Los integrantes de la odisea del Descubrimiento, encabezada por Cristóbal
Colón, llevaron consigo pies y sarmientos, y mucho vino en sus damajuanas. La idea era utilizar la bebida para hidratarse y para celebrar la Eucaristía aparte de su implementación.
Es así que los primeros pobladores de La Española, la colonia fundada por Colón en América, consumían vino de Ribadavia. En el Concello ourensano de Leiro, exactamente en el monasterio de San Clodio, fue el lugar en el que se plantó la primera cepa de la Denominación de Origen Ribeiro.
Así fue que en un documento del Archivo Nacional de Simancas (encontrado
en el 2006 por Luis Congil), el de la transcripción del juicio de Bobadilla a Cristóbal Colón, a folios XVIII y XIX, se notifica la existencia de un cura gallego que llevó en unos recipientes vino de ribeiro a La Española y que estos vinos no solo fueron motivo de disputa entre el clérigo y el almirante, sino que provocaron incluso su incautación.
En la Edad Media se conocía al vino de ribeiro, recogido ya en la Cantiga 20 por Alfonso X el Sabio; por Miguel de Cervantes al poner en boca del licenciado Vidriera halagos al vino de Ribadavia al encontrarlo en una taberna genovesa, o el obispo de Ourense, Muñoz de la Cueva.
La Denominación de Origen Ribeiro halla su zona de producción en los
ayuntamientos de Ribadavia, Arnoia, Cortegada, Carballeda de Avia, Castrelo de Miño, Cenlle, Beade, Leiro y Punxín, además de otras parroquias de los municipios de Toén, Ourense, Boborás, Carballiño y San Amaro, pueblos todos ubicados al Este de la provincia de Ourense. El viñedo se extiende por los valles y laderas de los ríos Miño, Avia, Arnoia y Barbantiño, ocupando una superficie, según los registros de su Consejo Regulador, de 2.700 hectáreas, ubicándose entre los 75 y los 400 metros de altitud. Los vinos de Ribeiro, blancos y tintos, son jóvenes, suaves, ligeros y moderadamente ácidos, con un grado alcohólico medio y una combinación de aromas afrutados y florales. Se logra el vino blanco a base de variedades autóctonas como Treixadura y Torrontés, además de Godello, Albariño y Loureira, en uva blanca. Mientras que para el Ribeiro tinto se utilizan Sousón, Caiño, Brancellao, Mencía y Ferrón, en uva tinta. A estas variedades se unen otras complementarias como Palomino, Albilla y Macabeo, en blanca, y Tempranillo y Garnacha, en tinta.
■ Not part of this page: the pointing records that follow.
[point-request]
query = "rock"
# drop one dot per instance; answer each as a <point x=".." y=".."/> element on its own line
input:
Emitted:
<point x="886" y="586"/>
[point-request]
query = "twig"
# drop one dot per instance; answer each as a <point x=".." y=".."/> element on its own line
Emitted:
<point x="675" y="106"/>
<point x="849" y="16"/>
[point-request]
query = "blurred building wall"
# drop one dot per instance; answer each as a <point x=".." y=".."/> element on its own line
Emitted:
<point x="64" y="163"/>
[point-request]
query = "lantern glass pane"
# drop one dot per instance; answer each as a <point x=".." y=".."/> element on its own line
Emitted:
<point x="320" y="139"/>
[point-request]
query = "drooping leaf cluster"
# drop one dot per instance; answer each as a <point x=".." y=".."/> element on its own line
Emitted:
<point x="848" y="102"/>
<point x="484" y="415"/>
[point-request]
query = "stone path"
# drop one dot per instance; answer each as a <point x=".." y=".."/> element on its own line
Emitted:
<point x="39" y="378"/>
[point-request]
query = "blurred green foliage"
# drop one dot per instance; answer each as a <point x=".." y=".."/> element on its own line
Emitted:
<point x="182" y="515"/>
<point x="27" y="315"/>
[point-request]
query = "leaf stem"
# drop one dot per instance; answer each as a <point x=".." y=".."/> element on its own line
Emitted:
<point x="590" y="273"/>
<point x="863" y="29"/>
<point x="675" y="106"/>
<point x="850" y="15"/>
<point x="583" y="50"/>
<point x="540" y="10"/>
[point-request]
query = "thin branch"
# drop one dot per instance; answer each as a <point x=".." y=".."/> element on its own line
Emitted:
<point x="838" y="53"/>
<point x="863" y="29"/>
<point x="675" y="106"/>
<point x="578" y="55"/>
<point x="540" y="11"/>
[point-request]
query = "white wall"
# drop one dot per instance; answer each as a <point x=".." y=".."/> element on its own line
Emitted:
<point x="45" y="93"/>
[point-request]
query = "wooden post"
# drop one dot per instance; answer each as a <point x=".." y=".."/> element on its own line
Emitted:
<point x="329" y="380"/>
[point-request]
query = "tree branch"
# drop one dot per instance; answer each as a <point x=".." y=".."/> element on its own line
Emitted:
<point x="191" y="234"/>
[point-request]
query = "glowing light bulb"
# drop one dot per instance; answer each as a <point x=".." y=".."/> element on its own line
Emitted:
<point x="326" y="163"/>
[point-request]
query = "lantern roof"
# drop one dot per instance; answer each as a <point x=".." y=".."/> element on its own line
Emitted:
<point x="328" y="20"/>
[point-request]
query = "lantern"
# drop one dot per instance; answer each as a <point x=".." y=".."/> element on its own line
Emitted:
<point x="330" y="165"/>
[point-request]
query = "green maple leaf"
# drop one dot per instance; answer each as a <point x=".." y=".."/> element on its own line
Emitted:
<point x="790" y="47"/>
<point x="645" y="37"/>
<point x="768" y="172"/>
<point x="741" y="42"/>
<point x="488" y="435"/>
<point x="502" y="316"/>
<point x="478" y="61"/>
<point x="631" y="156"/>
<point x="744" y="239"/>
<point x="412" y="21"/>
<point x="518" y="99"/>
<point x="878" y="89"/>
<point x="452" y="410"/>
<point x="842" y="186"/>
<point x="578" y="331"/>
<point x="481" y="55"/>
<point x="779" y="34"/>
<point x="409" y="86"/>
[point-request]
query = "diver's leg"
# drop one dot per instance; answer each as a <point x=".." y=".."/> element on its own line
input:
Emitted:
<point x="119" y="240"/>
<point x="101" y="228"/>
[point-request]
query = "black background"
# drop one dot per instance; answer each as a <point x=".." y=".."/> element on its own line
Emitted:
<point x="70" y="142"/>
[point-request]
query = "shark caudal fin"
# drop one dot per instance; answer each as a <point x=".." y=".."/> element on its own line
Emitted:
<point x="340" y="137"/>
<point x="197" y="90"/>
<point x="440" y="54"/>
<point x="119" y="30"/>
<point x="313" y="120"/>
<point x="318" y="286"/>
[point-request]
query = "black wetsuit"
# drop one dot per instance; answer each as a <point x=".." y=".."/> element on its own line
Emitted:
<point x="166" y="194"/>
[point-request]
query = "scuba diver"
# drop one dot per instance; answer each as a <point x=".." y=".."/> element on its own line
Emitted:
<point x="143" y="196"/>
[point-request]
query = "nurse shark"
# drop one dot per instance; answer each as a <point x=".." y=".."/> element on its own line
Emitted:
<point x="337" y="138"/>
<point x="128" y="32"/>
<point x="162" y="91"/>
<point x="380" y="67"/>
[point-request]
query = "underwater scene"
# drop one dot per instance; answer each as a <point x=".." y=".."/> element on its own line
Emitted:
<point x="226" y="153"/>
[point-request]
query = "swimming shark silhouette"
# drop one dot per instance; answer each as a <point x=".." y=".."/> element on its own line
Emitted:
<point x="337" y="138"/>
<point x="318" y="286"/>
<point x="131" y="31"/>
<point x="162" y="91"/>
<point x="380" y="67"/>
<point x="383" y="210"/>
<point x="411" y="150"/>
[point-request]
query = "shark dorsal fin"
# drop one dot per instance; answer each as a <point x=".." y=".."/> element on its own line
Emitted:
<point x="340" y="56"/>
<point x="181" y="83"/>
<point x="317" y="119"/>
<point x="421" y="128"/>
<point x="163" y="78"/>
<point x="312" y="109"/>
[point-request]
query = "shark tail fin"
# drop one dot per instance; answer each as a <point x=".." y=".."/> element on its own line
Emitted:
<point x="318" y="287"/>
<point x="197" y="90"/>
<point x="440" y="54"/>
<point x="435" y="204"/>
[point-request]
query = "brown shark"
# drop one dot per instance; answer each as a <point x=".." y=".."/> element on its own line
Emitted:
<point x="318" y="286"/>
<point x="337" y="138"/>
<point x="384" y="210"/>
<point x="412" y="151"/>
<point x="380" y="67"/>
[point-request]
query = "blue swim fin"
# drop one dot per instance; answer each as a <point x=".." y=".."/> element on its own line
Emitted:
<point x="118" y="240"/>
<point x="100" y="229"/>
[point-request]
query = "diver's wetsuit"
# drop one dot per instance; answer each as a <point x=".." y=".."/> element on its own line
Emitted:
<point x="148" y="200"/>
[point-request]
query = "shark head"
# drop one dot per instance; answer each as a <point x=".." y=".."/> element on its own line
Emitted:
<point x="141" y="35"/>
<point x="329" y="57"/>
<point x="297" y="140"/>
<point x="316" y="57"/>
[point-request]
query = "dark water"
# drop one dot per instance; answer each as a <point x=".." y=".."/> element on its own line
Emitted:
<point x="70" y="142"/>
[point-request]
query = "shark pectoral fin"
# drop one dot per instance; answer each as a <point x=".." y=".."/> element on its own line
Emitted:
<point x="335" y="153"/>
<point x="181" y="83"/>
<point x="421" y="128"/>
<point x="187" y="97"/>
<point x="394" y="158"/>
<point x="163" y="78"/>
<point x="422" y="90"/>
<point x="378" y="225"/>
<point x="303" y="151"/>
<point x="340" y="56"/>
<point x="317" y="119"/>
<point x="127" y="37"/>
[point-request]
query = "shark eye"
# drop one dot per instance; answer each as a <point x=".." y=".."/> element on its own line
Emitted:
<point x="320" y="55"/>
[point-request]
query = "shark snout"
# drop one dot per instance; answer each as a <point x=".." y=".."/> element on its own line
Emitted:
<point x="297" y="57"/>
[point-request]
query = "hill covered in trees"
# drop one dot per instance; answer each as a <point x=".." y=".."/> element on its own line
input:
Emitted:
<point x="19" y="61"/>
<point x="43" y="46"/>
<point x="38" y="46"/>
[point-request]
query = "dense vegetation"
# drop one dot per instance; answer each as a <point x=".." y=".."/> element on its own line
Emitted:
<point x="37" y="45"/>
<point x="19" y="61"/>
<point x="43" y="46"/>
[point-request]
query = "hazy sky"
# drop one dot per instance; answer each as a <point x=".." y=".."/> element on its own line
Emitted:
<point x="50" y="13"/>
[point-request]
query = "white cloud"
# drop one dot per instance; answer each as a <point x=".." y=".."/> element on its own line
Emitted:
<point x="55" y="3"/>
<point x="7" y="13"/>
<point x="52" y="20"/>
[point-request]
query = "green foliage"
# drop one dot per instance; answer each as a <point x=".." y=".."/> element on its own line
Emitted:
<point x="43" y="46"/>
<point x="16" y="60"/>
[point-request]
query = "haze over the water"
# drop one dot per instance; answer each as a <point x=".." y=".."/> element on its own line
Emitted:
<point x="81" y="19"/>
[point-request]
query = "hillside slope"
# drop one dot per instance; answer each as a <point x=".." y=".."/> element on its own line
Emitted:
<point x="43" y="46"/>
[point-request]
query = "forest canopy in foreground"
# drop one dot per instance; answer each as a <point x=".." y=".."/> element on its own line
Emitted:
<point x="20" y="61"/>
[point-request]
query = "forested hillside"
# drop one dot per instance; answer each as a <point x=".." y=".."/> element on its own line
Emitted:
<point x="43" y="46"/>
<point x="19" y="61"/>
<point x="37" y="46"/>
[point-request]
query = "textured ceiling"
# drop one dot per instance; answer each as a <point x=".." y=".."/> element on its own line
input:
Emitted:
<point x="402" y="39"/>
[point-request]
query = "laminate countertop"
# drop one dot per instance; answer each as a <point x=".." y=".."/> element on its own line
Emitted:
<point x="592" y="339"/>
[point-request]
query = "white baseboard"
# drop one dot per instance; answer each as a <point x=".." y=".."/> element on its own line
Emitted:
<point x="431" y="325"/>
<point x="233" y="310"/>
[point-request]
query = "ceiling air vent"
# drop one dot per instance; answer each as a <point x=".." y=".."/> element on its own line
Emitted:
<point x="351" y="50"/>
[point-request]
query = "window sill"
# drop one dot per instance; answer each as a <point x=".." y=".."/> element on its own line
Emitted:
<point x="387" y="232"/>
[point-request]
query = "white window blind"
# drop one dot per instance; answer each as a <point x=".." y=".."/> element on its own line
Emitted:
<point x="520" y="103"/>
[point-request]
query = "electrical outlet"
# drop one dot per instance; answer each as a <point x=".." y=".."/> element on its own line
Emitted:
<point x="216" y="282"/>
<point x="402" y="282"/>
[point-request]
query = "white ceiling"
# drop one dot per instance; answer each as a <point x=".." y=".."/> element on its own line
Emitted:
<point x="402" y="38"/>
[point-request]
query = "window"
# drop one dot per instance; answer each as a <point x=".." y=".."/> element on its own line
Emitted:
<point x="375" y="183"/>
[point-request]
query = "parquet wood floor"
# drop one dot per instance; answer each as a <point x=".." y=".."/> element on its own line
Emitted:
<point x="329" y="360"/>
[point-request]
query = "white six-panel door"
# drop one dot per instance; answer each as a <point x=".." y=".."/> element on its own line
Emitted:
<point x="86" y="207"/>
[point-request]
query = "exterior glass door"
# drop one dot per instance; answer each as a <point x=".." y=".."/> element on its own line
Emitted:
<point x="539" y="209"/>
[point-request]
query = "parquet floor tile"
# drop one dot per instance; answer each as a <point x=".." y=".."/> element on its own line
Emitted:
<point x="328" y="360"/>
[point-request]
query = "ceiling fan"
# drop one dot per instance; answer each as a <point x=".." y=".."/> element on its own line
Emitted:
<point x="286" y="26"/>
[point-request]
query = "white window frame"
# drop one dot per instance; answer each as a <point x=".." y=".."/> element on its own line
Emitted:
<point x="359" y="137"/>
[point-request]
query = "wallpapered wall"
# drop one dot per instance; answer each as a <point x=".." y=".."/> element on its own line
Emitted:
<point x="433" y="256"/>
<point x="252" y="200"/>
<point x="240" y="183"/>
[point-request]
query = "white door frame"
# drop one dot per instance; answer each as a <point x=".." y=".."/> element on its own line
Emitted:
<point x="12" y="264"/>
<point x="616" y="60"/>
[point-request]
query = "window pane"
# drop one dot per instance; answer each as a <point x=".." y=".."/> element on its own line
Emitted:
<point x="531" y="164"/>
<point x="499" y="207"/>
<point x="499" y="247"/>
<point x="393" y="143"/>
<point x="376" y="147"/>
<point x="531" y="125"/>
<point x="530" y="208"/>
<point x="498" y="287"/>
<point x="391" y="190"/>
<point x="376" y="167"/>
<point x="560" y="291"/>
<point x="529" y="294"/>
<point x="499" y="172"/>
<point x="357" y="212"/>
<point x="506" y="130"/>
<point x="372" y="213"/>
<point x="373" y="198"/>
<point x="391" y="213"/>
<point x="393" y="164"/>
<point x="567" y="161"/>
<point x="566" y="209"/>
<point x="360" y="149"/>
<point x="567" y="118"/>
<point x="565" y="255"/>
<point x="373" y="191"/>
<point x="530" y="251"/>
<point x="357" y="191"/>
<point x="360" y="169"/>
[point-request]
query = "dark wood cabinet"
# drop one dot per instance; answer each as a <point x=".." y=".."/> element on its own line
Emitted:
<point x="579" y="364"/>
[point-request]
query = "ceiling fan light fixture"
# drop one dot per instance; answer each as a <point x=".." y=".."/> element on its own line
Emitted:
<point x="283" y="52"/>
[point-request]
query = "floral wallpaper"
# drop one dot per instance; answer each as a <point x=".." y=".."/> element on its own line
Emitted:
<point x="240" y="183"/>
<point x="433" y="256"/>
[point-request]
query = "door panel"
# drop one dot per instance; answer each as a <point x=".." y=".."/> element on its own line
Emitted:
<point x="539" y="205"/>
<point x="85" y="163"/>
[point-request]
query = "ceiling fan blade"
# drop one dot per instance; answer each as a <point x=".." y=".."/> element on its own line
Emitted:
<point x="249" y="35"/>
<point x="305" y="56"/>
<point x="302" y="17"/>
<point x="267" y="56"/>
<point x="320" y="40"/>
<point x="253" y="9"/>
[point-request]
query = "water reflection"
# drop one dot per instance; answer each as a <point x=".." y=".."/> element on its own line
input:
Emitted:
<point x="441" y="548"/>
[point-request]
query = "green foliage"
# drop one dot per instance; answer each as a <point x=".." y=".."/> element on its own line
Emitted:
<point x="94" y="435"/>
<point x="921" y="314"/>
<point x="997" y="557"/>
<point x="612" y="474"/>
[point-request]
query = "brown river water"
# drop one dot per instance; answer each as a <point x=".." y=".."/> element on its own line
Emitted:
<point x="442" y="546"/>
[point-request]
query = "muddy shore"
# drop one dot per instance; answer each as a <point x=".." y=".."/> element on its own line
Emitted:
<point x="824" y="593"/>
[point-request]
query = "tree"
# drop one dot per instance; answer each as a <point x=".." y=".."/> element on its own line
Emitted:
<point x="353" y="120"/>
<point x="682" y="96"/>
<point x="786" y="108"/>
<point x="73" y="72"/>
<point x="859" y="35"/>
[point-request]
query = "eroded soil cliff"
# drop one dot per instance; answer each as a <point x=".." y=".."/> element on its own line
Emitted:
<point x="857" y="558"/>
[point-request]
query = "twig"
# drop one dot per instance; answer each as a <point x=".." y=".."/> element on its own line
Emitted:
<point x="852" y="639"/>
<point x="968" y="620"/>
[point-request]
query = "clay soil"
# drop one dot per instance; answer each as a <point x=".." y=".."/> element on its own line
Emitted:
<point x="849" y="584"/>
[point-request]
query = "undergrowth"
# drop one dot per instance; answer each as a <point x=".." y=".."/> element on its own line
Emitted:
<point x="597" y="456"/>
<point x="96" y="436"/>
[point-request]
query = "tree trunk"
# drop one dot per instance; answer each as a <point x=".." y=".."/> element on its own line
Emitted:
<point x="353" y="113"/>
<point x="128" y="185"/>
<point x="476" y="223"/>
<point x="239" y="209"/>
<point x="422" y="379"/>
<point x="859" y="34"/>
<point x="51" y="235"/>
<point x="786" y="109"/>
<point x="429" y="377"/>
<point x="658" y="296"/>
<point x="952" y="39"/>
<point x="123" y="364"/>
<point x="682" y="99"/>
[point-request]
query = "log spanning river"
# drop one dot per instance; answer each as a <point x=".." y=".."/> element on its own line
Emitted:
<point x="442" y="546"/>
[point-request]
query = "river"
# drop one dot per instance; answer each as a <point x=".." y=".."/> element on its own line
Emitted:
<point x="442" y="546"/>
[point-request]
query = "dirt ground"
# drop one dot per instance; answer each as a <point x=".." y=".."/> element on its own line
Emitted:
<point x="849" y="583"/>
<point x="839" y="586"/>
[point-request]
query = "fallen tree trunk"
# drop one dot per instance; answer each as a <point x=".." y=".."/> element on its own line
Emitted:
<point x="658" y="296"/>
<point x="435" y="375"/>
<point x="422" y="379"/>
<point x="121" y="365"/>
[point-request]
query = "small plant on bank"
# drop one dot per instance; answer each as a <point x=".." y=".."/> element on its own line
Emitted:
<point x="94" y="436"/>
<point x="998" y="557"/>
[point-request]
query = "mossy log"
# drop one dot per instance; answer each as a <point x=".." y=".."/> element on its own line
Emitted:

El punto de partida, por supuesto, es la planta. Los registros disponibles hablan de que la la vitis vinifera es originaria de la región del Mar Negro y los primeros vinos comenzaron a elaborarse hace siete mil años.
Los primeros sarmientos de Vitis vinifera tuvieron su primer conflicto en la
adaptación al lugar donde recién llegaban. Ya había poderosas viñas locales como la Vitis riparia, Vitis rupestris, Vitis labursca, Vitis Berlandieri, Vitis cordifolia, que no servían para la elaboración del vino y muy capaces de tranmitir parásitos.
La actual provincia de Santiago del Estero en la Argentina fue quien recibió los primeros ejemplares en 1556 y a Mendoza llegó en 1561 donde gracias a las tribus Huarpes, Incas y Puelches con su sistema de riego permitieron un enorme desenvolvimiento de la vitivinicultura, completándose a fines del siglo 19 con la incorporación de otras zonas, donde los Carbernet, Malbec, Chardonnay, Pinot, Semillon, Merlot, entre otros, se desarrollaron a pleno.
Temperaturas adecuadas, largas horas de sol, lluvia escasa, baja humedad relativa, y la ausencia de vientos fuertes, crearon junto a sus suelos excepcionales, un ambiente ecológico para la producción de uvas de máxima calidad.